Well, it's public now. So public, in fact, that it made one of the top stories in the JTA's daily briefing on Wednesday: "Jewcy's Funding Dries Up."

I wasn't ready to say goodbye so quickly. I never got to meet Michael's dog, Kingsley, or beat Craig at ping pong, and Faustine never got a chance to help me with my French. I'll miss Todd's intensity and the way Lilit never failed to find at least one hilarious photo, link, or story per day. I'll also miss Tara's comfortable stylishness and Hayley's daily soba runs, even though I never got a chance to figure out what the hype was all about. I'll even miss the way the office echoed when my heels clomped on the concrete floors or Tive assaulted his keyboard for indiscretions of its past.

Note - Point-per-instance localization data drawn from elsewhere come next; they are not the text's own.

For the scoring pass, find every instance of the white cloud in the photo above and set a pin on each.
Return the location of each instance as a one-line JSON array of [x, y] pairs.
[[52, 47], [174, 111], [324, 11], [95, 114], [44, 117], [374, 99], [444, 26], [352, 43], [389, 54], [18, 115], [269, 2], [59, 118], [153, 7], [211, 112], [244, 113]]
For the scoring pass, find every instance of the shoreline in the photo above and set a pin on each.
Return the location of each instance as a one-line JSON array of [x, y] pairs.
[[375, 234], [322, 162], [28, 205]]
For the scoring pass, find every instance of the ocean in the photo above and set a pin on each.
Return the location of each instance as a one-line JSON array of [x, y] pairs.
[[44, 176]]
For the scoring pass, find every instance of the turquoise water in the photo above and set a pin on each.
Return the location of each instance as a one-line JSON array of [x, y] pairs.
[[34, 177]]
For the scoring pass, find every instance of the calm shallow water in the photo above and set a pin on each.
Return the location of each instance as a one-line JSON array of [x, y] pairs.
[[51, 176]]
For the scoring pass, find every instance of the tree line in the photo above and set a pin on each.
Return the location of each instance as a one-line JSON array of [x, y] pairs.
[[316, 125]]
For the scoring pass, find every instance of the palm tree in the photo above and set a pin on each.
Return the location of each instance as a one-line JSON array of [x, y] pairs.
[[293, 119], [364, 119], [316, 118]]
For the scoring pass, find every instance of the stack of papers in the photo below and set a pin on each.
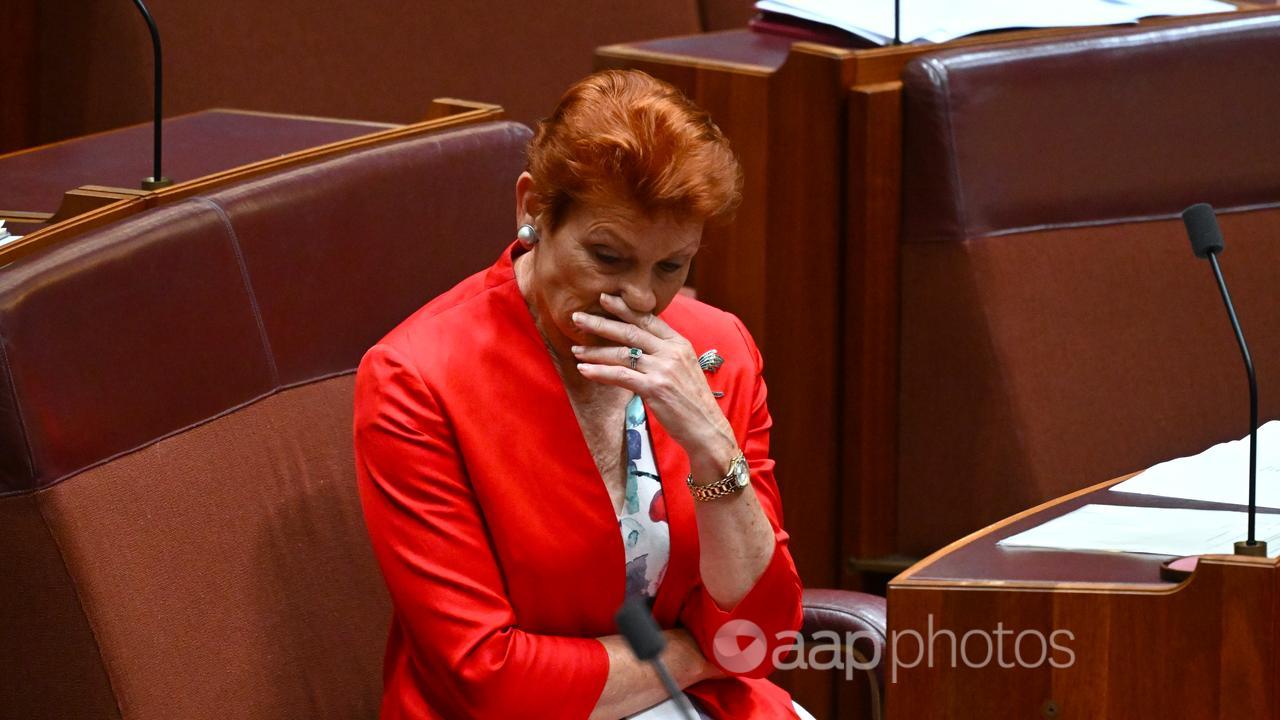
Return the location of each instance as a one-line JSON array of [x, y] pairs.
[[1219, 474], [1159, 531], [5, 237], [940, 21]]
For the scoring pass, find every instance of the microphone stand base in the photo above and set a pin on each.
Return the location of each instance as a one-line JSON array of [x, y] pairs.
[[1251, 550]]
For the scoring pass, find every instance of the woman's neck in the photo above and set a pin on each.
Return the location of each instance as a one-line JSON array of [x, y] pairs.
[[557, 345]]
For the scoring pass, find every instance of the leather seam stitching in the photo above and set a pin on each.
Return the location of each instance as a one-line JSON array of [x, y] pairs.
[[248, 287], [865, 619], [179, 431], [17, 409]]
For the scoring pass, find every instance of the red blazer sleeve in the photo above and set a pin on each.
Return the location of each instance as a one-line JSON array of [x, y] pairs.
[[447, 589], [773, 604]]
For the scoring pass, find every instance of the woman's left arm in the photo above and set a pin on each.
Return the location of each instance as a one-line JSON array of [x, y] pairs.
[[746, 570]]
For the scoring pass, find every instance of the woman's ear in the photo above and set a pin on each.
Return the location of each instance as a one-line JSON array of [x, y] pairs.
[[525, 195]]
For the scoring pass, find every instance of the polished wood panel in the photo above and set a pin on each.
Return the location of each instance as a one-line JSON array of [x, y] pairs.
[[129, 203], [812, 265], [1128, 645]]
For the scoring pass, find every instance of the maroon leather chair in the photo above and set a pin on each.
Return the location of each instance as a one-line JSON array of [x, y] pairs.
[[182, 533], [1056, 328]]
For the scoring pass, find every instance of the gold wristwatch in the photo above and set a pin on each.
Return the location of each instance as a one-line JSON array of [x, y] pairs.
[[739, 477]]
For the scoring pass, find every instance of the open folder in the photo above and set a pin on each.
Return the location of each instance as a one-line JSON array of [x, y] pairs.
[[1159, 531]]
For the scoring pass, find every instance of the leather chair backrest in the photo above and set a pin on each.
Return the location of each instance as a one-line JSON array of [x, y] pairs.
[[183, 534], [1056, 328]]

Farewell, 45 Main Street, Suite 613 [like the mitzvot]. I'll miss you.

Monday, February 16, 2009

Relationship, Unraveled.

Relationship is defined by Oxford American Dictionary as "the way in which two or more concepts, objects, or people are connected, or the state of being connected." Relationship as defined by Americans by and large, however, generally refers to an intimate relationship between significant others, romantic and/or physical in some capacity. Which makes it really difficult to have a conversation about "the way in which two or more people are connected," given that people automatically assume you're talking about romance. Which, I might add, is the very last of the listed definitions: "an emotional and sexual association between two people."

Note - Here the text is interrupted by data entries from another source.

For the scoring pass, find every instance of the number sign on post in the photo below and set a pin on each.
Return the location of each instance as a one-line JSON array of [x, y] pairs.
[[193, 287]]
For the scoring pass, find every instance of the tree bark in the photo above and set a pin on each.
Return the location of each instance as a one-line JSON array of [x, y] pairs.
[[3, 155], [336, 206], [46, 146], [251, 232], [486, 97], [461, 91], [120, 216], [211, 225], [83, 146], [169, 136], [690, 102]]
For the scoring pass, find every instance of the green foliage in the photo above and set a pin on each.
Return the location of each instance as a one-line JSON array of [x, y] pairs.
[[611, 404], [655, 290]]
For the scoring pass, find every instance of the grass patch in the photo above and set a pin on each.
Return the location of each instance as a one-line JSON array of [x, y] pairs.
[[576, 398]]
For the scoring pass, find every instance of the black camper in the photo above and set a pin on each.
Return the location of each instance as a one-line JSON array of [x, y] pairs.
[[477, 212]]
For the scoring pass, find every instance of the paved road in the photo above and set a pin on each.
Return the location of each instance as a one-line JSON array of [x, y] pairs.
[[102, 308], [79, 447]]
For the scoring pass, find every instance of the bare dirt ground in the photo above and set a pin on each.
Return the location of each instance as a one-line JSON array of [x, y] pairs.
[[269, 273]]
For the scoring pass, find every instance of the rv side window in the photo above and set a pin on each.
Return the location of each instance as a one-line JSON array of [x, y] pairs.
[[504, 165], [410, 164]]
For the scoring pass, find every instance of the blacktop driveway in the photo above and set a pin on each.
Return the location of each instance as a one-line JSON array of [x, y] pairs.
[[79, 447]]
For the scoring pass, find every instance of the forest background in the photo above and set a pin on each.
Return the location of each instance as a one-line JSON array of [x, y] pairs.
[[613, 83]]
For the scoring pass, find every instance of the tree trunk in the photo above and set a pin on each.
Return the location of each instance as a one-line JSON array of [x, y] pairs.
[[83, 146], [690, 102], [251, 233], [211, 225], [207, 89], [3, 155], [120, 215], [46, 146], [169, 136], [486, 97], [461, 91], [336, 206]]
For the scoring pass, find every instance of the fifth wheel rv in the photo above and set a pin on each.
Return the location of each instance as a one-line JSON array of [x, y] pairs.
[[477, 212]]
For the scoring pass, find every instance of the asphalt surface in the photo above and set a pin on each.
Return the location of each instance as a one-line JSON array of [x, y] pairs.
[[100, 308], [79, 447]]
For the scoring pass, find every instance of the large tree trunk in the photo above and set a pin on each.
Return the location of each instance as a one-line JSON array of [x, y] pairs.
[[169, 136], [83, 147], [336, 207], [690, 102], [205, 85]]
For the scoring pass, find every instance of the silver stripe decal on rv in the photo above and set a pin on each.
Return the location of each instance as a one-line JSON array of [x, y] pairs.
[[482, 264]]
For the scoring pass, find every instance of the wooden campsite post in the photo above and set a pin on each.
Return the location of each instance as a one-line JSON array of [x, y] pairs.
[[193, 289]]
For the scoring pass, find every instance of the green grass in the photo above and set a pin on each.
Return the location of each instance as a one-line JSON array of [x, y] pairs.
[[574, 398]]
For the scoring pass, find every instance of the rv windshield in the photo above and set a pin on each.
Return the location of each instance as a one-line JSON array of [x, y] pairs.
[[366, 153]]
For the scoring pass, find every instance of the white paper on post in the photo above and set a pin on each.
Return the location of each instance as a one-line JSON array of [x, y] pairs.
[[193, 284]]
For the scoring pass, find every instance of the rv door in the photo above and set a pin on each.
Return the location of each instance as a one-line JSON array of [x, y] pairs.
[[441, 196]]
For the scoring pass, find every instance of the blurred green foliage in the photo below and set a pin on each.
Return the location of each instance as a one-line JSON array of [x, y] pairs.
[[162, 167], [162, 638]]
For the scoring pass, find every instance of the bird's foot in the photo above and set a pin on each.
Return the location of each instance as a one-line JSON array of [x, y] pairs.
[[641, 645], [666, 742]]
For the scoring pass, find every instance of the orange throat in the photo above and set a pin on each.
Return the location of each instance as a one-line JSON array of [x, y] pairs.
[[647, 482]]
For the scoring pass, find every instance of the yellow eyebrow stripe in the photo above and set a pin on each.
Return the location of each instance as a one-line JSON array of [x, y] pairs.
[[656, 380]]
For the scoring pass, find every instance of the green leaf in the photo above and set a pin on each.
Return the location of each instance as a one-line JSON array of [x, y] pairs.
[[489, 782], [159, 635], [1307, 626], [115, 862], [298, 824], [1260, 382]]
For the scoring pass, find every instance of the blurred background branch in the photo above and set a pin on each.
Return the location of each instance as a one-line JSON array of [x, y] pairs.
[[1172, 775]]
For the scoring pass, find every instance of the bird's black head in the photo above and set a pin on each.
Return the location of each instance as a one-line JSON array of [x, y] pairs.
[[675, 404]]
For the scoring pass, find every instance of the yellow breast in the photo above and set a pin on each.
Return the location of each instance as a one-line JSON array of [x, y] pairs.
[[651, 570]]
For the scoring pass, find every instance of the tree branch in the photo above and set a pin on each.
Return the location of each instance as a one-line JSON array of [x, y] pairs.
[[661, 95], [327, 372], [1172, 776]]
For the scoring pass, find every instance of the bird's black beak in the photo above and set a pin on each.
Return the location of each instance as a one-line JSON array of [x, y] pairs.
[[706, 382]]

Everybody has a "relationship" with everybody else that they've ever encountered. I even have a fickle relationship with the door to any room that houses an Observer meeting, since we always seem to find rooms with doorknobs that won't turn. It's a relationship between me, a person (or so I should hope), and an object.

But that, of course, is not my point. My point is why try to define a relationship? We are all in relationships with one another, in some capacity. I realize we live in the era of Facebook where it's become very important to publicize that a person is "in a relationship with [insert link to profile here.]" I even remember the days of MySpace where finding this information required actually visiting a person's profile, since it didn't come up in your news feed. And there's nothing like the epic middle school breakups, where one party was only made aware by seeing an "in a relationship" status turn to "single."

I'm not trying to promote any kind of non-traditional lifestyle choices. All I'm saying is that there's no reason to force something into a narrow definition when it's not ready to be there. Two people who are romantically involved in some capacity have a relationship of some sort from the moment they meet. They are in a relationship when the situation is, in some way, mutually beneficial and two-sided. But to wake up one morning and decide that you must assign some kind of societal rules to your interactions with another person, for the sake of being able to call it something, is utterly silly. So much so, in fact, that I felt it entirely appropriate to use a word as ridiculous as silly.

There is so much in life that's already complicated, difficult, and generally upsetting. There's no reason to make excess trouble out of something that's supposed to add positive qualities to your life. I can't say I ever thought I'd be the one to dissuade another from over-thinking things, but there's a first time for everything: enjoy the present and appreciate what you do have, because otherwise the future will come and you may have nothing left, the fault of over-analysis and pigeonholing.